Read by rows, as opposed to columns, eliminates the difference:

def all_by_rows(arr, cop):
    for row in range(arr.shape[0]):
        arr[row, :] = cop[row, :].copy()
    return arr

timeit with 50k third dimension:

1.249532633984927  # row_by_row - which is actually by third dimension
2.0826793879969046  # all
1.3391598959860858  # all_by_rows

Without unnecessary .copy(), as pointed out by Marco:

1.0241080590058118
0.9834478280099574
0.6739323509973474

CodePudding user response:

Short Answer:

Memory Allocation

Long Answer:

As the commenters in the question point out, the measure results seem very unreliable.
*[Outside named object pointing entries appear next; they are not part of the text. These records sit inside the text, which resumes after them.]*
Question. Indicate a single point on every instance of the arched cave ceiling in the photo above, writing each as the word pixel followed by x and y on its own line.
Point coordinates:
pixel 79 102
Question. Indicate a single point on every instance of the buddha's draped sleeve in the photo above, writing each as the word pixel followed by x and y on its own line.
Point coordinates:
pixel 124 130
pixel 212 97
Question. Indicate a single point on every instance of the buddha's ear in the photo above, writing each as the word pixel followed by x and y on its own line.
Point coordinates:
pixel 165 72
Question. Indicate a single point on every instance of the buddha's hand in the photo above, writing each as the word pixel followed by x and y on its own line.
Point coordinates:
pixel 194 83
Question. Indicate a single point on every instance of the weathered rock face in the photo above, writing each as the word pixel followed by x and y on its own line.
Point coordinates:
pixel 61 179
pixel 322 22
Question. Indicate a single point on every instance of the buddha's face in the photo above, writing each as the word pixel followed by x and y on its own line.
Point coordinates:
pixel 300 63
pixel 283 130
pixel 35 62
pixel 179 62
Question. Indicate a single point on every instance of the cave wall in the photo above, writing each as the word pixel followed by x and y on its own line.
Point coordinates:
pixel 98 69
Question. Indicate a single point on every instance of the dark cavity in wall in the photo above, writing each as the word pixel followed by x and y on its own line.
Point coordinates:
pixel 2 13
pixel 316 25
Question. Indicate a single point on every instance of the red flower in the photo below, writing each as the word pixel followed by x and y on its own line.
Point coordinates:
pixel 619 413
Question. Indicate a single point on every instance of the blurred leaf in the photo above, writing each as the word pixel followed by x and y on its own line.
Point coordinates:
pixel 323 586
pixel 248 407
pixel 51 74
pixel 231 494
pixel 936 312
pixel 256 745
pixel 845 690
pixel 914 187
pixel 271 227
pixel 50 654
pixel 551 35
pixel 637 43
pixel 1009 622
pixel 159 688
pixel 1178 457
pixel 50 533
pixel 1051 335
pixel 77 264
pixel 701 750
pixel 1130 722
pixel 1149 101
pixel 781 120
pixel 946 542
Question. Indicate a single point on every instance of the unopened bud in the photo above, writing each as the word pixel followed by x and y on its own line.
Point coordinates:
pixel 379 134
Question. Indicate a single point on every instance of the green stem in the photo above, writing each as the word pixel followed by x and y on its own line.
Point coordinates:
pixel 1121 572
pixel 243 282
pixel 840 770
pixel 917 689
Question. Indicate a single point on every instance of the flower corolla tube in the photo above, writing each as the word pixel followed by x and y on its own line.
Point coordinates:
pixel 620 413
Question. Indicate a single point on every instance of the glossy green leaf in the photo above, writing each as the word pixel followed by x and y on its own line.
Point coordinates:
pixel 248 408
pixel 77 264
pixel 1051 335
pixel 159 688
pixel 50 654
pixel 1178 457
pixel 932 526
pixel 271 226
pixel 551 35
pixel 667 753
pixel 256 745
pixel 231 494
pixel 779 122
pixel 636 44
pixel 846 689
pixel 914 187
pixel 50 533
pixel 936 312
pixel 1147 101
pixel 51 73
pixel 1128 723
Increasing the number of operations for the measurement to 2000 gives more steady results

Row: 3.519135099995765

All: 5.321293300003163

One thing which certainly impacts the performance is how arrays are stored in the memory and how many cache hits / misses we have.

def matrix(arr, cop):

    for i in range(arr.shape[0]):
        arr[i] = cop[i].copy()

    return arr

This is a bit better in performance than copying "columns"

Matrix: 4.6333566999965115

It is still slower though than going through it row by row. Why?

For this, let's take one step back from the loop

def just_copy(arr, cop):
    return cop.copy()

Copy: 5.482903500000248

In just copying the whole thing, we're slower again!

I would assume, the cause for it being faster to loop through the arrays is mostly memory allocation. There may also be some additional overhead of copying NumPy structures.